On the way back to Ho Chi Minh we stopped for lunch in Can Tho to break up the seven hour drive and bought delicious freshly made coconut cake and played with a tiny chihuahua chained to a tree who we named Paco and talked of dognapping before swapping back to a bigger bus (woohoo) and arriving back in Ho Chi Minh in time to freshen up for dinner, apart from we didn’t make it to dinner, instead we collapsed on the bed and that was that for the day.
Yen was a fantastic guide, by turns taciturn and chatty, he was always willing to answer our questions no matter how silly they might have been and gave pronunciation help while keeping us to schedule with a ready smile. He did a great job with what he was given, despite a few pointless stops which seemed purely sales driven, the deduction of those and the addition of wandering around the Chau Doc market on the third morning even if only for a half hour or so would have been lovely. That said overall it was a really interesting trip and despite the sometimes annoying other tourists I loved it. Stopping at rest stops and having Mary and her friends to ask what certain fruits were and generously sharing things they had bought was one of the highlights. You certainly get to experience and try more things with a larger group. I’m not saying I’ll ever like a big tour group but it was also nice to share our experiences of things with other travellers.

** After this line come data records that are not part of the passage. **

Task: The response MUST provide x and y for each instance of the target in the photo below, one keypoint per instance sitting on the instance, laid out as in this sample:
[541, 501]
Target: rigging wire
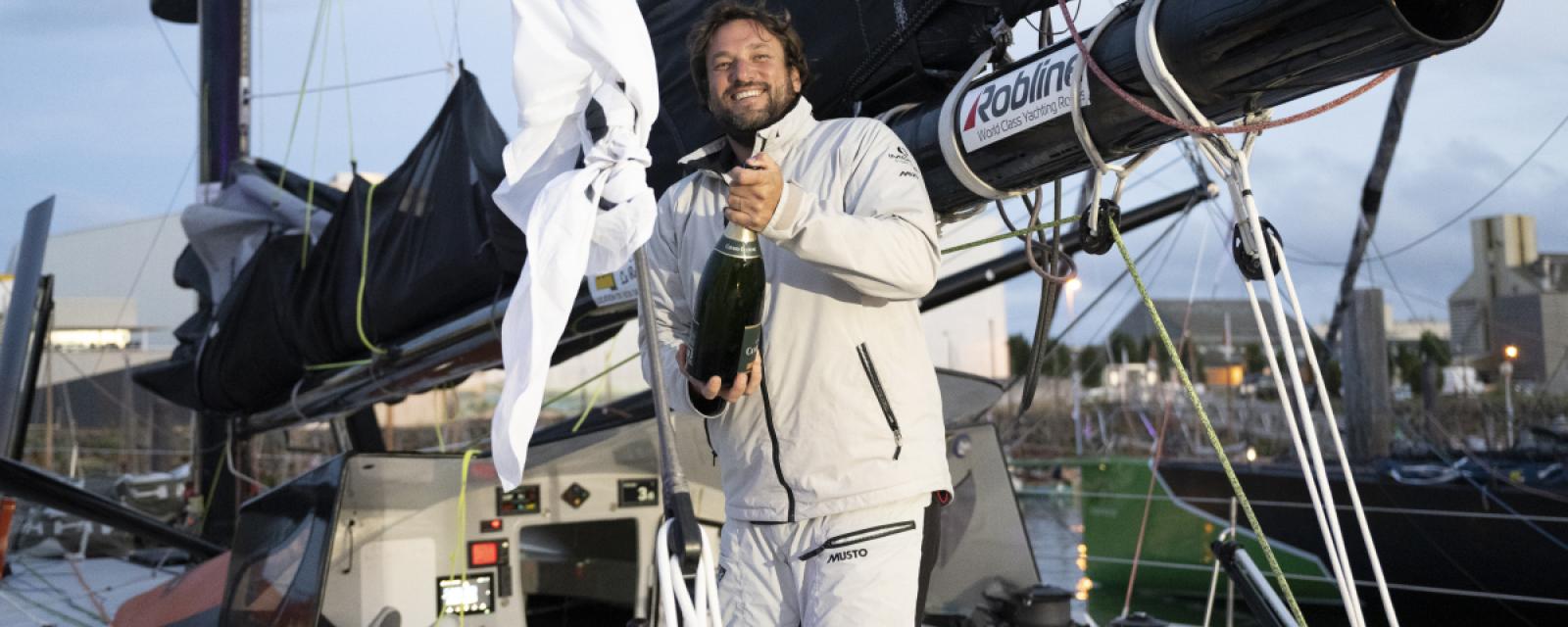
[435, 25]
[153, 247]
[172, 54]
[1484, 198]
[305, 80]
[349, 102]
[358, 83]
[1159, 441]
[316, 145]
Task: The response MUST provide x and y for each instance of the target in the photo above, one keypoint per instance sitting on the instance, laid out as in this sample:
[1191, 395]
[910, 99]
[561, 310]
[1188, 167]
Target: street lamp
[1509, 353]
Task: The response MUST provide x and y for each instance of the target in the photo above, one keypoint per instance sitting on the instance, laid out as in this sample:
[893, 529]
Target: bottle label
[749, 347]
[739, 250]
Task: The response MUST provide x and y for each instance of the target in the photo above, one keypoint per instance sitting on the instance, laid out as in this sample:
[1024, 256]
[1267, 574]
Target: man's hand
[745, 384]
[755, 192]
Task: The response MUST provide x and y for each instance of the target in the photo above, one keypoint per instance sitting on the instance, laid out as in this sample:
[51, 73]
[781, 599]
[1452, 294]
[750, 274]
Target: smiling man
[831, 446]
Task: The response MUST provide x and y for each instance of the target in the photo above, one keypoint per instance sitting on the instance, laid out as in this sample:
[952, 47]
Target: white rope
[1235, 165]
[1090, 198]
[676, 605]
[1340, 447]
[1214, 579]
[227, 458]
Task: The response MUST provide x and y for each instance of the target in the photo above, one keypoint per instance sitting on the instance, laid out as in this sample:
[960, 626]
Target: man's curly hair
[717, 16]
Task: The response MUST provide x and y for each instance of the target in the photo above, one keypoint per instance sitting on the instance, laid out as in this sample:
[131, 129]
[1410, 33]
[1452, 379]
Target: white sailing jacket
[849, 414]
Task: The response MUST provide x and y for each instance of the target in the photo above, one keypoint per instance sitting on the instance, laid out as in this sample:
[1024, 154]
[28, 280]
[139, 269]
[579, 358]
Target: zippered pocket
[882, 397]
[866, 535]
[710, 436]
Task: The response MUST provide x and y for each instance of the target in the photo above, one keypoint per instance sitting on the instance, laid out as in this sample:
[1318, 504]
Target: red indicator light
[483, 554]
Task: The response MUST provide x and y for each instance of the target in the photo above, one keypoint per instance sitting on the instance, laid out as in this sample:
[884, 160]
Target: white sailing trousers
[857, 569]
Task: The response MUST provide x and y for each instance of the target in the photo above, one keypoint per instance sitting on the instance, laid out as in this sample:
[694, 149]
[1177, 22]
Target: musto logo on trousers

We booked our tour through Vietnam Impressive and it was run by TNK Travel. Our three day itinerary covered almost seven hundred kilometres and went something like this:
Day 1 Ho Chi Minh to Ben Tre to My Tho to Can Tho
• Leave Ho Chi Minh visit Ben Tre for seasonal fruit & honey tea to the sound of “Southern Vietnamese folk music”.
• Visit a candy work shop
• Tortoise islet for lunch in a pomelo orchard
• Visit Vinh Trang pagoda and the huge smiling Buddha in My Tho,
• Can Tho for the night
Day 2: From Can Tho to the Tra Su Sanctuary then to Chau Doc
• Boat to Cai Rang floating market with a stop at a Vietnamese vermicelli noodle factory.
• Visit the orchard garden.
• Back to Can Tho for a quick lunch.
• Visit Tra Su wild bird sanctuary.
• Proceed to Chau Doc. Dinner and Bed.
Day 3: Chau Doc to Ho Chi Minh
• Boat trip through the floating village to visit a fish farm.
• Visit the Cham minority.
• Back to Ho Chi Minh with Lunch in Can Tho on the way arriving about 5pm.